My hon. Friend is absolutely right: the rural economy in Scotland is in desperate need of support. The money will flow from the strength of the British economy—from the huge £350 billion of guaranteed loans for businesses and the £2.7 billion of extra funding that comes through the Barnett consequentials. Also, now that my right hon. Friend the Prime Minister is in his place, I will mention that, on agriculture, the first tranche of the £160 million convergence funding, which he rectified in discussions with me when he first came into office, was paid to farmers in Scotland only last week. We are right behind the rural economy in Scotland.
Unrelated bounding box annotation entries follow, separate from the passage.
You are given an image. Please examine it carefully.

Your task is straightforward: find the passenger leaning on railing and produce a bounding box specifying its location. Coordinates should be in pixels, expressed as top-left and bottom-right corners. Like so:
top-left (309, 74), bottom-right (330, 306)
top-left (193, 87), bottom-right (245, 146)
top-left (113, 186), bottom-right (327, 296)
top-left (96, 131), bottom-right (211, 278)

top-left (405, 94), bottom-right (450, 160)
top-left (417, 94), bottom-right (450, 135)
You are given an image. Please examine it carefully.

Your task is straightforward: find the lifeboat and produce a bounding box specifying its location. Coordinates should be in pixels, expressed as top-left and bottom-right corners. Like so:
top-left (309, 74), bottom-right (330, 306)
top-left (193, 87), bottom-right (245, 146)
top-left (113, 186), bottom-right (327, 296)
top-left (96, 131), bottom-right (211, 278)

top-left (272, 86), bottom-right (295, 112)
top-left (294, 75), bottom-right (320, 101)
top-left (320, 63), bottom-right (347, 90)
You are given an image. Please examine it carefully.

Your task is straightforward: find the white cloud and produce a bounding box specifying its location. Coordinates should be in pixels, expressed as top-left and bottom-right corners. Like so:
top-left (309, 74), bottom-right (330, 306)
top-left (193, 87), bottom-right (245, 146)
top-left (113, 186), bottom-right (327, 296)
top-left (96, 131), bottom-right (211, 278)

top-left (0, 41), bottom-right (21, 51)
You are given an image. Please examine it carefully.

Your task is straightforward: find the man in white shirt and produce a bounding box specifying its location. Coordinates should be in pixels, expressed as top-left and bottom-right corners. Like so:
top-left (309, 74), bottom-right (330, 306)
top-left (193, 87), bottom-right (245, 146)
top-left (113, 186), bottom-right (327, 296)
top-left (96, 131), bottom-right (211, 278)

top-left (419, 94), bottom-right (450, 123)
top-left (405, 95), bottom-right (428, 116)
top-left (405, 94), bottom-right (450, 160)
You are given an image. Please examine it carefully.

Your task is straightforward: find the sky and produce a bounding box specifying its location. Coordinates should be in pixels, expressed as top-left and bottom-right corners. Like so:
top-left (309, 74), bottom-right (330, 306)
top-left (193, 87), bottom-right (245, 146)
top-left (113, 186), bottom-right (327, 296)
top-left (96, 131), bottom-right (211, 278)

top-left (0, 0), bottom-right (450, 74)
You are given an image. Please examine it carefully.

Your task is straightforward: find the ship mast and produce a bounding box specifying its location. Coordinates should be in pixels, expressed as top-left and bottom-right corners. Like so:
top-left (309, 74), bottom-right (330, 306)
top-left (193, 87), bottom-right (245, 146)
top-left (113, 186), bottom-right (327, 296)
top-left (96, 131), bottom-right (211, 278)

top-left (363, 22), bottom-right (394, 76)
This Government will do what it takes to support the economy and get us through this.

Will my right hon. Friend, the Prime Minister and the whole House join me in paying tribute to the former MP for Watford, Tristan Garel-Jones, who passed away yesterday?

The Secretary of State will be aware that some companies are operating at the moment that should not be—they are defying the advice from the Prime Minister. Will the Secretary of State therefore raise this issue with colleagues in the UK Government to ensure that these companies still trading at the moment will have closure orders put on them and will face heavy fines if they continue trading from today onwards?

As the Prime Minister and the First Minister of Scotland have said, it is essential businesses that must carry on trading. The Prime Minister is here and he will have heard the hon. Gentleman’s remarks.